6. You can never truly depend on them
Whether you want them to be there for you physically or emotionally, they most likely won’t be. You tend to depend on others like friends or siblings much more often, because you’ve been let down or burned in the past by your toxic parent.
7. They’re filled with drama
Even if they don’t think they’re the ones who are causing it. The drama tends to follow them and you often find yourself being dragged into it if you get too close.
8. They love to guilt-trip you
They will use guilt to get their way. They’ll make you feel guilty if you don’t call them or if you don’t spend all your free time with them (which they think you have excessive amounts of). They find it difficult to ever understand where you’re coming from or perhaps why you may need space from them. They’ll use guilt to make you feel bad about things you didn’t even do wrong, or if they want something from you.
9. They’re just downright immature
They act so childish, sometimes it’s completely absurd and the exact opposite of how a parent should act.
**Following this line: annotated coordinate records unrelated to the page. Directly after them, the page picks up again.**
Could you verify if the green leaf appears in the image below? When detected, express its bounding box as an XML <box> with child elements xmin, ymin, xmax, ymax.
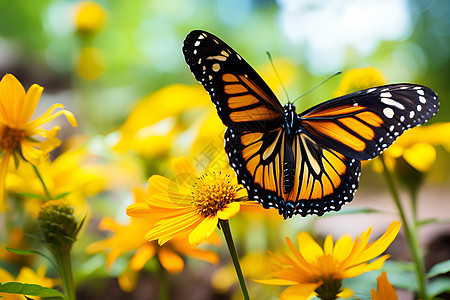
<box><xmin>0</xmin><ymin>282</ymin><xmax>64</xmax><ymax>298</ymax></box>
<box><xmin>427</xmin><ymin>259</ymin><xmax>450</xmax><ymax>278</ymax></box>
<box><xmin>427</xmin><ymin>277</ymin><xmax>450</xmax><ymax>298</ymax></box>
<box><xmin>6</xmin><ymin>247</ymin><xmax>58</xmax><ymax>270</ymax></box>
<box><xmin>18</xmin><ymin>193</ymin><xmax>47</xmax><ymax>201</ymax></box>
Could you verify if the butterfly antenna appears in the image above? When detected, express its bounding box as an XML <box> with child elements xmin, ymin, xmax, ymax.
<box><xmin>266</xmin><ymin>51</ymin><xmax>289</xmax><ymax>102</ymax></box>
<box><xmin>292</xmin><ymin>71</ymin><xmax>342</xmax><ymax>104</ymax></box>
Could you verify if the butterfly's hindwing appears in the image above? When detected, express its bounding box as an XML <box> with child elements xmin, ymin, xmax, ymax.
<box><xmin>300</xmin><ymin>84</ymin><xmax>439</xmax><ymax>160</ymax></box>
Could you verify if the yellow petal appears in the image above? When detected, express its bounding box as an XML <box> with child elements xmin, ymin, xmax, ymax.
<box><xmin>126</xmin><ymin>203</ymin><xmax>150</xmax><ymax>218</ymax></box>
<box><xmin>343</xmin><ymin>254</ymin><xmax>390</xmax><ymax>278</ymax></box>
<box><xmin>158</xmin><ymin>247</ymin><xmax>184</xmax><ymax>274</ymax></box>
<box><xmin>145</xmin><ymin>210</ymin><xmax>202</xmax><ymax>245</ymax></box>
<box><xmin>130</xmin><ymin>243</ymin><xmax>156</xmax><ymax>272</ymax></box>
<box><xmin>117</xmin><ymin>268</ymin><xmax>139</xmax><ymax>293</ymax></box>
<box><xmin>279</xmin><ymin>283</ymin><xmax>321</xmax><ymax>300</ymax></box>
<box><xmin>20</xmin><ymin>140</ymin><xmax>47</xmax><ymax>166</ymax></box>
<box><xmin>189</xmin><ymin>216</ymin><xmax>219</xmax><ymax>245</ymax></box>
<box><xmin>371</xmin><ymin>272</ymin><xmax>398</xmax><ymax>300</ymax></box>
<box><xmin>0</xmin><ymin>74</ymin><xmax>25</xmax><ymax>128</ymax></box>
<box><xmin>26</xmin><ymin>103</ymin><xmax>77</xmax><ymax>128</ymax></box>
<box><xmin>217</xmin><ymin>202</ymin><xmax>241</xmax><ymax>220</ymax></box>
<box><xmin>18</xmin><ymin>84</ymin><xmax>44</xmax><ymax>128</ymax></box>
<box><xmin>172</xmin><ymin>156</ymin><xmax>198</xmax><ymax>186</ymax></box>
<box><xmin>0</xmin><ymin>151</ymin><xmax>10</xmax><ymax>211</ymax></box>
<box><xmin>323</xmin><ymin>234</ymin><xmax>334</xmax><ymax>255</ymax></box>
<box><xmin>297</xmin><ymin>232</ymin><xmax>324</xmax><ymax>264</ymax></box>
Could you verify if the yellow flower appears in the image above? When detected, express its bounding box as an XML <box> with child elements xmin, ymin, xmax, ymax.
<box><xmin>371</xmin><ymin>272</ymin><xmax>398</xmax><ymax>300</ymax></box>
<box><xmin>75</xmin><ymin>1</ymin><xmax>106</xmax><ymax>33</ymax></box>
<box><xmin>114</xmin><ymin>84</ymin><xmax>211</xmax><ymax>158</ymax></box>
<box><xmin>257</xmin><ymin>221</ymin><xmax>401</xmax><ymax>299</ymax></box>
<box><xmin>334</xmin><ymin>67</ymin><xmax>386</xmax><ymax>97</ymax></box>
<box><xmin>6</xmin><ymin>148</ymin><xmax>105</xmax><ymax>217</ymax></box>
<box><xmin>86</xmin><ymin>189</ymin><xmax>219</xmax><ymax>292</ymax></box>
<box><xmin>0</xmin><ymin>74</ymin><xmax>77</xmax><ymax>207</ymax></box>
<box><xmin>127</xmin><ymin>157</ymin><xmax>256</xmax><ymax>245</ymax></box>
<box><xmin>0</xmin><ymin>265</ymin><xmax>56</xmax><ymax>300</ymax></box>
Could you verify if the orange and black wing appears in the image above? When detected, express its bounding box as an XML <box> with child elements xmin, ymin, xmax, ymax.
<box><xmin>225</xmin><ymin>128</ymin><xmax>361</xmax><ymax>218</ymax></box>
<box><xmin>183</xmin><ymin>30</ymin><xmax>283</xmax><ymax>131</ymax></box>
<box><xmin>300</xmin><ymin>84</ymin><xmax>439</xmax><ymax>160</ymax></box>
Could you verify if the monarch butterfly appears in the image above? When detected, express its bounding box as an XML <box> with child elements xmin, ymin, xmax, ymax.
<box><xmin>183</xmin><ymin>30</ymin><xmax>439</xmax><ymax>219</ymax></box>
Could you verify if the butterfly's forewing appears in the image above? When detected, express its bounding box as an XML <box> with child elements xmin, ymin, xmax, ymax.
<box><xmin>300</xmin><ymin>84</ymin><xmax>439</xmax><ymax>160</ymax></box>
<box><xmin>183</xmin><ymin>30</ymin><xmax>283</xmax><ymax>130</ymax></box>
<box><xmin>225</xmin><ymin>128</ymin><xmax>361</xmax><ymax>218</ymax></box>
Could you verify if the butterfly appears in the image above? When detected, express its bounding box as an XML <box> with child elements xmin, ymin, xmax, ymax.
<box><xmin>183</xmin><ymin>30</ymin><xmax>439</xmax><ymax>219</ymax></box>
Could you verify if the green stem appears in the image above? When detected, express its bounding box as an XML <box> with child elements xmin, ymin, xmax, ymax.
<box><xmin>30</xmin><ymin>163</ymin><xmax>52</xmax><ymax>200</ymax></box>
<box><xmin>380</xmin><ymin>155</ymin><xmax>427</xmax><ymax>299</ymax></box>
<box><xmin>219</xmin><ymin>219</ymin><xmax>250</xmax><ymax>300</ymax></box>
<box><xmin>53</xmin><ymin>249</ymin><xmax>76</xmax><ymax>300</ymax></box>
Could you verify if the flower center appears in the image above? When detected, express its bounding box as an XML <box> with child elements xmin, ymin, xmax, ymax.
<box><xmin>192</xmin><ymin>172</ymin><xmax>241</xmax><ymax>217</ymax></box>
<box><xmin>0</xmin><ymin>126</ymin><xmax>26</xmax><ymax>151</ymax></box>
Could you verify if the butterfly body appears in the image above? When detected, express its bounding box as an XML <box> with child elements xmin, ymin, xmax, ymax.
<box><xmin>183</xmin><ymin>30</ymin><xmax>439</xmax><ymax>218</ymax></box>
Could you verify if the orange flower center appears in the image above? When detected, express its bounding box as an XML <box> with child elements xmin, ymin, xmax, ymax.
<box><xmin>192</xmin><ymin>172</ymin><xmax>240</xmax><ymax>217</ymax></box>
<box><xmin>0</xmin><ymin>126</ymin><xmax>26</xmax><ymax>151</ymax></box>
The petty drama, the games they play – you feel like you’re dealing with a teenager, not someone who is supposed to be a parent.
10. They never apologize for anything
And if they do, they’re probably not sincere about it. They don’t see much from your perspective. Even if you tell them in a heartfelt way and are being completely open and honest, they won’t try to understand your side because they are too blinded by their own. If they ever hurt you or do something wrong, do not expect an apology. Toxic parents don’t know what it means to be sorry.
It certainly makes life more difficult having a toxic parent. Especially when you hear stories from others about their parents who care and love and almost annoy them with their constant concern. Having a toxic parent is like having a void in your heart that cannot be filled. You try to replace it with mother- or father-like figures that you may come across, but it’s never truly the same. You wish more than anything your parent would just start acting like just that – your parent. But you can’t change them. So sometimes, you have to accept the reality and let it be. It hurts, but it’ll only make you stronger.